Wednesday 22 September 2010

Desperately Romantic Reading

I finished reading Desperate Romantics last night after being glued to it for days.
It’s not so much that it's fantastically written – and the proofreaders should surely take the rap for some absolute howlers – but it's an entertaining romp through the lives of the Pre-Raphaelite Brotherhood.
Dante Gabriel Rossetti is an 1850s rock star painter: sexy, stomping around and swooning after every ‘stunner’ who waggles her hips at him as she wanders past.
He is joined by John Everett Millais and William Holman Hunt, who together form the 'secret' society PRB – publicly unveiled in the 1850s as the Pre-Raphaelite Brotherhood – alongside Thomas Woolner, Frederick George Stephens, James Collinson and ‘wait for me!’ tagalong little brother William Michael Rossetti.
As the book progresses and the second wave of Pre-Raphaelites including William Morris and Edward Burne-Jones arrive, sexually incontinent Rossetti gets bored with his first muse, shopgirl Lizzie Siddal, and beds by turns Morris’ wife Jane, Pre-Raphaelite favourite Annie and anyone else with a swanlike neck, bee-sting lips and gingery hair.
Morris seeks solace following his wife’s affair in Mrs Burne-Jones;  then Pre-Raphaelite patron Ruskin’s wife annuls their marriage and runs off with Millais, causing the scandal of the century, and they all descend into a cloud of magenta and cyan-spattered frenzy.
Oh, and they all do a bit of painting too. 
Ophelia, Proserpine, Venus Astarte – the painters cast their muses in provocative, historical settings and spark furious outrage among Victorians with their sexually charged paintings.
Meanwhile, they set the scene for a new type of Bohemian lifestyle completely at odds with society’s veneration of the family.
As well as rattling through the story, Desperate Romantics also goes some way to disprove some of the most oft-repeated legends of the Victorian era.
The myth about John Ruskin’s disgust at his bride Effie’s pubic hair (a story even Bill Bryson recounted in At Home) being the reason he failed to consummate the marriage is dismissed. No one really knows what happened when poor Effie shrugged off her nightie on her wedding night but Ruskin must have studied Life Drawing classes so whatever turned him off, it wasn’t Effie’s womanly state. 
The mistakes in it are undeniably distracting – chloral once becomes ‘choral’, Lizzie Siddall meets a ‘grizzly’ end (was one of Rossetti’s exotic animals on the loose?) and ‘had’ and ‘has’ are confused, to name just a couple of mistakes.

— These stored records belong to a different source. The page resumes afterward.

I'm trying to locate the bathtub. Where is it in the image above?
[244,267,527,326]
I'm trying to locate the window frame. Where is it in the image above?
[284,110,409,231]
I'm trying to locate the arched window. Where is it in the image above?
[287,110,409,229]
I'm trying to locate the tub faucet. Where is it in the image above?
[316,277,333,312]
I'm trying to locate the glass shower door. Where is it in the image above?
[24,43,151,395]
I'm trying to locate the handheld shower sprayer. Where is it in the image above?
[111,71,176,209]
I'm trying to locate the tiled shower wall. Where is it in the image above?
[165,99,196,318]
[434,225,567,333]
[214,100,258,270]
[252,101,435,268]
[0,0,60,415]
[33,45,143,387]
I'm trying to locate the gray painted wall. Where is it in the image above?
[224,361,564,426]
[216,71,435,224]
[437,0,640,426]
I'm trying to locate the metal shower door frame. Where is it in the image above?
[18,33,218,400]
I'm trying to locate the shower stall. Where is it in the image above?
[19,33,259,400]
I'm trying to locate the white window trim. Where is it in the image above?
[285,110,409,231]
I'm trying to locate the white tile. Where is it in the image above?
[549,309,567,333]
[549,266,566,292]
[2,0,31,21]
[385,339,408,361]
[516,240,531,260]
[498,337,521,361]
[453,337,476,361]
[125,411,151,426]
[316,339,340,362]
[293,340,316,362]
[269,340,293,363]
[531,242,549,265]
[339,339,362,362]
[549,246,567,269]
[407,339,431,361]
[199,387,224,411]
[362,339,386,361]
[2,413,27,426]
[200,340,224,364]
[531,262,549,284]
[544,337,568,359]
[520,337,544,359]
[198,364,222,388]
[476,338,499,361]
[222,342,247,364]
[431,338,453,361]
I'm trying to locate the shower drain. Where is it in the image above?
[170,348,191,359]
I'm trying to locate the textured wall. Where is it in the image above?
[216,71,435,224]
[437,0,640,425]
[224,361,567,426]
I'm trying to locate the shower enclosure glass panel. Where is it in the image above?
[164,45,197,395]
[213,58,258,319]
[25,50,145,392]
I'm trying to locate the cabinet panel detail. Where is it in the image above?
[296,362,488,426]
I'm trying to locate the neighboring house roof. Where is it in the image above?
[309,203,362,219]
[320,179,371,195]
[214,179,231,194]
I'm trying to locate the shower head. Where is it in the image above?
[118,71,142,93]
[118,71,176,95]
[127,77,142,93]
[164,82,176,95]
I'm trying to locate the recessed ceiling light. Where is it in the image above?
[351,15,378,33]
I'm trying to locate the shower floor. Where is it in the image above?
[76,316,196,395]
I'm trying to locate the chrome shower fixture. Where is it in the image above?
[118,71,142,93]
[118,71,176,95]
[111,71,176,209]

It does not detract too far from the overall story but it is irritating and made me wonder – probably without base – whether a finer toothcomb should have been used on the research as well as the final story.
The attraction for modern readers with the Pre-Raphaelite Brotherhood lies in the circle of friendship. I’m absolutely certain that if I was around in those times I’d have been swotting around with Christina Rossetti polishing the lyrics of In The Bleak Midwinter instead (“‘Snow had fallen, snow on snow, snow on snow?’ Bingo!”) but you can’t help imagine that if you had been sitting in the cheap seats of some hell-hole theatre, a clever artist might have walked past and decided you too had the face of Helen of Troy.
I didn’t actually watch the BBC TV series last year but having finished the book, I’m going to get myself the box set and settle down to tune in.